Modern informed-consent trans healthcare is patient-driven. It turns out that if you've put in the effort to seek it out, you almost certainly are trans. Cisgender people do not make a habit of seeking out trans care, because the act of doing so generally induces gender dysphoria.

Gender dysphoria manifests in several ways — anecdotally, distress at current hormone profile is by far the most common. A belief that bottom surgery must be required is not evidence-based, in the sense that it leads to worse outcomes. It is cis people's projection of their own internal insecurities about sex and gender.

(I do agree by the way that gender dysphoria and healthcare need to be recentered in these discussions. But we have a broader understanding of it than we used to, which is good.)

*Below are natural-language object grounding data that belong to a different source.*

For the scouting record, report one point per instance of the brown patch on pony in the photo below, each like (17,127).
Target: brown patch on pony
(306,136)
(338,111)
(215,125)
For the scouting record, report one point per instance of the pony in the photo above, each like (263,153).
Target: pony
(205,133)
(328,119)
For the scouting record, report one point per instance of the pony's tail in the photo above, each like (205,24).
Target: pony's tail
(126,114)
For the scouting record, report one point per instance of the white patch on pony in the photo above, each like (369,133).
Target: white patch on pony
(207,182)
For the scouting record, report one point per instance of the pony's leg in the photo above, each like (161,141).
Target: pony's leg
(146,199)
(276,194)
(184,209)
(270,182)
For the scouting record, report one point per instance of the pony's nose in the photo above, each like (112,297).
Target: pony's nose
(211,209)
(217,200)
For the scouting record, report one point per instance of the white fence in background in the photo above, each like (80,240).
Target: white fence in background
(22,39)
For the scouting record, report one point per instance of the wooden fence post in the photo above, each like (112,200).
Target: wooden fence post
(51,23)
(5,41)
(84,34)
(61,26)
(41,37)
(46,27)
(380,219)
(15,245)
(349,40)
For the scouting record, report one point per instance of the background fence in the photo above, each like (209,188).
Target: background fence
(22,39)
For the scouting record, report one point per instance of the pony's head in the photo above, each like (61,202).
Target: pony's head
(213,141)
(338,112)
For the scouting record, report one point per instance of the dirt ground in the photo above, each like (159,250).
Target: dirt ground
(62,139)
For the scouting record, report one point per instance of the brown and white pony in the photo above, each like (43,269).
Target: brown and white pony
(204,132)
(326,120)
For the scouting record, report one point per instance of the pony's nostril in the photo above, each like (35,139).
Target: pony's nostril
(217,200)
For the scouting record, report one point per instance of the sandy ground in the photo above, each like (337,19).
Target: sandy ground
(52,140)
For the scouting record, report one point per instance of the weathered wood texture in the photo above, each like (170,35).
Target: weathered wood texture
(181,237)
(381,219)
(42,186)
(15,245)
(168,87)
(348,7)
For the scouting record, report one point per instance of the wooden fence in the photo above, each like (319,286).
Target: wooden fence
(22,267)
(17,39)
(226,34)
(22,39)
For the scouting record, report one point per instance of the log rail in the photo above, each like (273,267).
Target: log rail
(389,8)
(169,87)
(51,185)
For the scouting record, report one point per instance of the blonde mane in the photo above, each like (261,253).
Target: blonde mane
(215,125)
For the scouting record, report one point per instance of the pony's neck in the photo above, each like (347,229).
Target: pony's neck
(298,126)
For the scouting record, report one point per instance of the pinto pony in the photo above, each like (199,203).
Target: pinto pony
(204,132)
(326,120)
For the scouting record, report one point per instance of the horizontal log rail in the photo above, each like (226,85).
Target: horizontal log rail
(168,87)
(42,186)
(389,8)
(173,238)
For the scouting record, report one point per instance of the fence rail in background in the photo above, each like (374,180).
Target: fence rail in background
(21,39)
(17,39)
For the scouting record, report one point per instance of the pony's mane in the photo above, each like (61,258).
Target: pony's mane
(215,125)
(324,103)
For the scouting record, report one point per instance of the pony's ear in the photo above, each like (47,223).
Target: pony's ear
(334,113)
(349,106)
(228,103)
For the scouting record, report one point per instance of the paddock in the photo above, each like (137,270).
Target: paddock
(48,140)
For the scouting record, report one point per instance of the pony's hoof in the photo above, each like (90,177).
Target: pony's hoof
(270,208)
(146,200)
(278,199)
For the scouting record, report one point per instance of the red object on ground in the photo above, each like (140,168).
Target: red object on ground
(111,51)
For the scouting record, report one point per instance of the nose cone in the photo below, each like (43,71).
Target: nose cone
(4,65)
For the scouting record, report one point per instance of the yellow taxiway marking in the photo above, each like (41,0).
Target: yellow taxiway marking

Anyway, you're welcome to find my GitHub and see all of the open source work I've done. It's work that is, among other things, saves several corporations 8+ figures in CI costs annually each. That only happened because I had a safe environment to transition in. If I hadn't been able to transition and be treated with respect, that wouldn't have happened. (More generally speaking, without trans people Rust wouldn't have happened either, and the IT world would be much worse off! In my experience, people in elite engineering teams fully understand this. TERFism is like Uncle Bob — it appeals mostly to mediocre minds.)